At various periods in British history, beginning at the end of the sixteenth century, a dearth in the levels of officially minted lower denomination currency led to a chronic shortage of “small change” in general circulation. Such circumstances, particularly when coupled with periods of industrial boom and related population growth, lead to private traders and shopkeepers commissioning their own personalised low denomination token coinage to facilitate their day-to-day commercial activities. Such unofficial token currency was often tolerated by the British government until such times as the Royal Mint was instructed by them to resume the large-scale production of low denomination regal coinage. Once this new coinage appeared in official circulation it rapidly displaced any need or official tolerance to the earlier use of private trade tokens.

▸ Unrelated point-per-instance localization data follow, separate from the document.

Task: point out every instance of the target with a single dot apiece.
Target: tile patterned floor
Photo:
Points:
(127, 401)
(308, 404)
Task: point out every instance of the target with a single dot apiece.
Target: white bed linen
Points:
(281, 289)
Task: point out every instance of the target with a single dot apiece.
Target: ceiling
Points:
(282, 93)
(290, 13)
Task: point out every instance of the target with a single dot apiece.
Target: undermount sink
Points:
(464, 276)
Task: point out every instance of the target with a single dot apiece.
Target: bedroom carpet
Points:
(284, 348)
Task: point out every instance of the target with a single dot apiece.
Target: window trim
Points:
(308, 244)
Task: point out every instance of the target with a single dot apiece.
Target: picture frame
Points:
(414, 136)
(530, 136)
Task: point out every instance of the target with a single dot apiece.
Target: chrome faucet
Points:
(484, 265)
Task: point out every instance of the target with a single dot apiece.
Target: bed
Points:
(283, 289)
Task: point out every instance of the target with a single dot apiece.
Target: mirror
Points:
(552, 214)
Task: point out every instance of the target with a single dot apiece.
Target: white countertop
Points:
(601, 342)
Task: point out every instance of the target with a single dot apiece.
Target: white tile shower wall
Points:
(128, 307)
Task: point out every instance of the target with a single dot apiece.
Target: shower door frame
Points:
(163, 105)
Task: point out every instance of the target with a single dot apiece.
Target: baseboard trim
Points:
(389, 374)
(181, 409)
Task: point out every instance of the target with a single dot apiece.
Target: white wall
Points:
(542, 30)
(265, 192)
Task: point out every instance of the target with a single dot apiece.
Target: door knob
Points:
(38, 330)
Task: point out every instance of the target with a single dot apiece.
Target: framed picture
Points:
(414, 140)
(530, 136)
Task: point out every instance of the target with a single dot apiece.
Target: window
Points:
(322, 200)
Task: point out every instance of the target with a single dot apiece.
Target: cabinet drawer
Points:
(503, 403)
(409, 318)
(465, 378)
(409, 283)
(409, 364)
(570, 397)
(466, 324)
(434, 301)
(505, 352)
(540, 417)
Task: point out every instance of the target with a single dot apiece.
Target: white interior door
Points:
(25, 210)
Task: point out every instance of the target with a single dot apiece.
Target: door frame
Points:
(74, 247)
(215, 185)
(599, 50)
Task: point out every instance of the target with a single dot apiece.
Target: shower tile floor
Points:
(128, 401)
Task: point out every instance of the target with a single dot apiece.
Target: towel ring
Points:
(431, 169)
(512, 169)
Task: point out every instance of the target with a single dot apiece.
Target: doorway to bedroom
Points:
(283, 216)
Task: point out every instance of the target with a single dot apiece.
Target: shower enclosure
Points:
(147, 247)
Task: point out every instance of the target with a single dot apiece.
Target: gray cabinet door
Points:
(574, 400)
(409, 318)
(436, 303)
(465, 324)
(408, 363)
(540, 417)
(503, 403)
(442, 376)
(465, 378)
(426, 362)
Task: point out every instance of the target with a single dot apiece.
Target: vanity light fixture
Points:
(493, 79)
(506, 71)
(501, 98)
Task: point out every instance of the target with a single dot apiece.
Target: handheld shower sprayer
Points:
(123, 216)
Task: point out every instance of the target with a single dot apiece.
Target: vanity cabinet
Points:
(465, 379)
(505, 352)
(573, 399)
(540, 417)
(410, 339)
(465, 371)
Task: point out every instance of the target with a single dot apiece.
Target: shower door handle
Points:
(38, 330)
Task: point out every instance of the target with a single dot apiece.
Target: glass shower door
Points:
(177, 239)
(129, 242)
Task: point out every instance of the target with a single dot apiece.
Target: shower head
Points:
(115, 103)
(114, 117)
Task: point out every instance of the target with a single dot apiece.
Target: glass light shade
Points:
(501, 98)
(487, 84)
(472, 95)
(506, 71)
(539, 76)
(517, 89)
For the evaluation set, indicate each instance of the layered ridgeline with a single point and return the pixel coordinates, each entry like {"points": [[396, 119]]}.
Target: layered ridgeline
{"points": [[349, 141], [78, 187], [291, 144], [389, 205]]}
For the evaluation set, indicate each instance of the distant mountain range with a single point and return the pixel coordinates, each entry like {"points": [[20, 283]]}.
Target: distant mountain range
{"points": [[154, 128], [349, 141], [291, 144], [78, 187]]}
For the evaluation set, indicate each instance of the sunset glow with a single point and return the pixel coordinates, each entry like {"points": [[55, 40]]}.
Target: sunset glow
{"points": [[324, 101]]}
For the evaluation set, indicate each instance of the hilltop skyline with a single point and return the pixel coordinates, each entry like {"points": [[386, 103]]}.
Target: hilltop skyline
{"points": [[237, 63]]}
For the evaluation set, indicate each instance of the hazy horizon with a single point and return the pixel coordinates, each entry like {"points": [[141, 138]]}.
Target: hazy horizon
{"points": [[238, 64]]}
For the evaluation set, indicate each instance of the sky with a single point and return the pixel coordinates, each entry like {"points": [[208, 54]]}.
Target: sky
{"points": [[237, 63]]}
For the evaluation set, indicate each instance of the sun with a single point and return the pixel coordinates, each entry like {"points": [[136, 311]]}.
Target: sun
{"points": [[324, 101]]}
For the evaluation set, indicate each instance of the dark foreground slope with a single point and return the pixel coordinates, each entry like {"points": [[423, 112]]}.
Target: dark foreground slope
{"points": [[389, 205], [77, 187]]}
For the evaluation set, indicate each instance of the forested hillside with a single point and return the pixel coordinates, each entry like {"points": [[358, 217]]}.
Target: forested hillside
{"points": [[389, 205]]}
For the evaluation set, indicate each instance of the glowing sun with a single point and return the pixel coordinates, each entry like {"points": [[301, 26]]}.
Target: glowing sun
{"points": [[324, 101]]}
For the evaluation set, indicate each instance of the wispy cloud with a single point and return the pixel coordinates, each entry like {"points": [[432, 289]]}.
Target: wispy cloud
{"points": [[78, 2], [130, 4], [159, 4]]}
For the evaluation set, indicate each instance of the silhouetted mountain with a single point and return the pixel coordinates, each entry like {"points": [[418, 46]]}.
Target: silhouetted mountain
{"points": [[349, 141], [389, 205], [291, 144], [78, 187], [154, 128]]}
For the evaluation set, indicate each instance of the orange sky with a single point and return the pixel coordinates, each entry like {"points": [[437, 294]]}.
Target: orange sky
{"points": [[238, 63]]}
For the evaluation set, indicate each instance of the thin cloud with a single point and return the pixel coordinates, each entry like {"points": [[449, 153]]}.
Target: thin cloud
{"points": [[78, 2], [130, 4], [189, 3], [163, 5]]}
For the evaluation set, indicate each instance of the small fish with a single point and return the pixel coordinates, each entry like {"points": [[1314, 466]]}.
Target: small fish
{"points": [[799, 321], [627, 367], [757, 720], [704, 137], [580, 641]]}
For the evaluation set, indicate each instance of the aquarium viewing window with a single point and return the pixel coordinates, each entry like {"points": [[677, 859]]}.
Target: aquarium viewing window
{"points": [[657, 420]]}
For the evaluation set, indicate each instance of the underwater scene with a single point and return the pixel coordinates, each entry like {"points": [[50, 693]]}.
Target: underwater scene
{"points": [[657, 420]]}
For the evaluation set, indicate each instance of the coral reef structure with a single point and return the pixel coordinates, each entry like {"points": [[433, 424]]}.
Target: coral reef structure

An unofficial brass farthing issued (c. 1848 to 1887) by Gregory Kane, proprietor of the Military Furniture & Portmanteau Factory located at Nos. 69 & 70 Dame Street, Dublin, Ireland.
One of the principal periods, when there was an acute shortage of such low denomination currency, was that between 1820 and 1870. During this period many traders through the British Isles resorted to placing contracts with established private mints and die cutters for the supply of their own personalised bronze or brass farthing sized tokens. While most of these were initially manufactured to act as unofficial farthing tokens others appear to have been produced more as advertising or promotional tickets by their respective issuers. The differentiation between these two alternative uses of farthing size tokens is often hard to define unless the token itself infers a farthing value in its associated legends (i.e., the inscribed text found on its obverse and reverse sides). That said a generally accepted set of 5 criteria have been put in place by which tokens from this series can be ascribed as likely being either intended as monetary tokens or advertising tickets. This method utilises a ranking value (known as the “Farthing Factor”) of between 0 and 5 where the higher the value the more likely a given piece was intended for use as a monetary token as opposed to an advertising ticket.
The “Farthing Factor” is obtained from the cumulative scores related to the following five criteria. A positive response to each of the following criteria returns a score value of one. Hence, if all five criteria return a positive response then the cumulative “Farthing Factor” value is 5 and the piece is thus highly likely to have been intended a farthing token.
1) The piece is known to have been issued prior to 1860 when the 22 mm diameter regal copper farthings were replaced by small bronze pieces.
2) The piece’s diameter is within ±0.5 mm of 22 mm, i.e., that of a regal copper farthing.
3) The head of the reigning monarch, or the edifice of Crystal Palace, is selected for the obverse design.
4) The issuer is known to have been a shopkeeper selling low-value goods and is thus likely to have needed farthings to facilitate day to day business.
5) Struck in copper or bronze with a plain edge design.
Where a piece contains a clear monetary value or is described in its legends as being “payable” (i.e., exchangeable for equivalent value coin of the realm) at a given location then it automatically defaults to being a monetary token.